The Block gets rare support Industrial zone neighbors turn out for hearing.

June 12, 1992|By Michael James | Michael James,Staff Writer

Some would call it a miracle.

Ministers, churchgoers, and owners of the notorious adult businesses on The Block banded together yesterday to denounce a City Council bill that would kill Baltimore's red light district.

Among the crowd of about 100 people who attended the Planning Commission's public hearing were peep-show and nightclub owners looking to protect their investments and religious folks looking to protect their neighborhoods.

"We have become strange bedfellows when I must be supportive of The Block business owners' efforts to keep their businesses where they are," said the Rev. Harold Kidd of the Cherry Hill Presbyterian Church.

The bill would require adult entertainment businesses to relocate to heavy industrial zones no later than June 30, 1995. Mr. Kidd's church is in the 6th District, which contains heavy industrial zones.

Two other ministers also spoke against the bill, and another Cherry Hill resident, Cleoda Walker, told Planning Commission members that "we're a God-fearing people. . . . We're like Christian soldiers and we're going to march on to war" against the legislation.

The outrage against the bill was accentuated by owners from The Block, who argued that they have carved their niche in Baltimore.

"People come to see The Block. I just had players from the Boston Red Sox, the California Angels and the winning jockey from the Preakness

come and spend money at my bar," said Anthony Pulaski, who owns the Stage Door and Encore nightclubs.

The prospect of The Block, or remnants of it, moving into the heavily industrial neighborhoods brought on so much ire last night that the Planning Commission decided to postpone its recommendation to the City Council.

Referring to the coalition of the church community and The Block owners as "an unholy alliance," commission members decided after nearly four hours of testimony that they should wait up to a month before making its recommendation.

"We have to avoid the appearance that we're just dumping adult entertainment in certain geographical areas," said commission member Lester Salamon.

The bill aims to phase out The Block's 28 businesses, which some city officials argue have prompted too much crime and devalued downtown property.

George G. Brown, city liquor board chairman, said The Block's day has passed.

"The Block has been a part of Baltimore history for many years. But this is a new day and a new era," Mr. Brown said.
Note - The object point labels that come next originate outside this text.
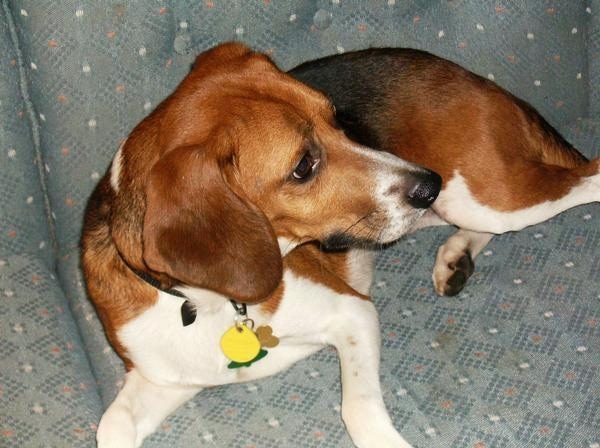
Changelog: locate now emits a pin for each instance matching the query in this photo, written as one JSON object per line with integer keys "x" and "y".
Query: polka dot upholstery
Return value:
{"x": 510, "y": 362}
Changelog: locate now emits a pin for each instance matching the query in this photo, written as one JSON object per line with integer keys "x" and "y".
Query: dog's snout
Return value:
{"x": 425, "y": 189}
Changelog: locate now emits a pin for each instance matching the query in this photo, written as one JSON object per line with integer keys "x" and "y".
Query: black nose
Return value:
{"x": 425, "y": 189}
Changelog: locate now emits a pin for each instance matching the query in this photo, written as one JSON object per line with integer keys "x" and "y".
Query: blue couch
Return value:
{"x": 510, "y": 362}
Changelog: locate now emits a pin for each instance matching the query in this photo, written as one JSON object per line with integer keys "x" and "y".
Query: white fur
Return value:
{"x": 458, "y": 206}
{"x": 173, "y": 362}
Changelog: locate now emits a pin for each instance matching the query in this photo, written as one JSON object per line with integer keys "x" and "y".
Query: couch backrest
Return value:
{"x": 24, "y": 223}
{"x": 95, "y": 68}
{"x": 594, "y": 57}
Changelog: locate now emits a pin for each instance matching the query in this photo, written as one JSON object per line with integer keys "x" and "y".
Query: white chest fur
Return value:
{"x": 168, "y": 353}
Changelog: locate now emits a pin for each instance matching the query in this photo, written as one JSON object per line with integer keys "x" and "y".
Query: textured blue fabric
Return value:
{"x": 594, "y": 57}
{"x": 23, "y": 215}
{"x": 48, "y": 394}
{"x": 510, "y": 362}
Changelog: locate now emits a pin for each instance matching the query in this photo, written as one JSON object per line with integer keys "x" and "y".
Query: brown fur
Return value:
{"x": 204, "y": 188}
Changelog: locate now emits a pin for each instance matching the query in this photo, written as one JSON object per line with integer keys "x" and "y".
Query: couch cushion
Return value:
{"x": 23, "y": 216}
{"x": 594, "y": 57}
{"x": 509, "y": 362}
{"x": 48, "y": 395}
{"x": 96, "y": 69}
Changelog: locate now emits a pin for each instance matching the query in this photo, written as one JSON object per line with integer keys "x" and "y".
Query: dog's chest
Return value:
{"x": 167, "y": 352}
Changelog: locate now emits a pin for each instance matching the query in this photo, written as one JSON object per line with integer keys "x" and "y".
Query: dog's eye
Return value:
{"x": 305, "y": 167}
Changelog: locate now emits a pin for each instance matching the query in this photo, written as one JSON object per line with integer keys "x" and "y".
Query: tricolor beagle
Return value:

Ms. Starr, the famous Baltimore stripper from the 1950s, considered attending last night's hearing and was expected to speak in support of the bill. But she did not appear.
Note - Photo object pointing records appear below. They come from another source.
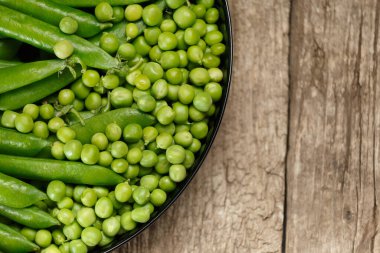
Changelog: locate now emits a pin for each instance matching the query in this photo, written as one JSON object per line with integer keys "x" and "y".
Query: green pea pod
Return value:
{"x": 14, "y": 242}
{"x": 52, "y": 13}
{"x": 32, "y": 217}
{"x": 49, "y": 169}
{"x": 98, "y": 123}
{"x": 20, "y": 75}
{"x": 6, "y": 63}
{"x": 93, "y": 3}
{"x": 9, "y": 48}
{"x": 15, "y": 143}
{"x": 44, "y": 36}
{"x": 18, "y": 98}
{"x": 18, "y": 194}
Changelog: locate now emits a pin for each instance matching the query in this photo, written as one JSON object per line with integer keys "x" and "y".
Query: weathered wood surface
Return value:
{"x": 235, "y": 203}
{"x": 333, "y": 157}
Claude E. Hitchcock, an attorney representing a group of downtown property owners, supported the bill and said, "If it does not pass, Baltimore's Renaissance and future economic growth will be substantially impaired.

"We are concerned that the future of Baltimore City's economic progress cannot be put on hold by a few peep shows, burlesque bars and triple X-rated book stores," he said.
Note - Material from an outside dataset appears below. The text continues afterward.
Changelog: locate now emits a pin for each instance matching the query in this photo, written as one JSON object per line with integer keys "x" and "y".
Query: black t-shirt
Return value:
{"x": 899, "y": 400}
Opponents argued they don't object to The Block being dissolved, but they don't want to see it moved.

Councilman John L. Cain, whose 1st District also contains heavy industrial zones, argued strongly against the bill.

He said that "it does not eliminate The Block. It merely disperses The Block" to the 1st and 6th districts.

"I think what the bill is saying is that it isn't OK for the white-collar workers downtown to be exposed to The Block, but it is OK for the blue-collar workers," Mr. Cain said.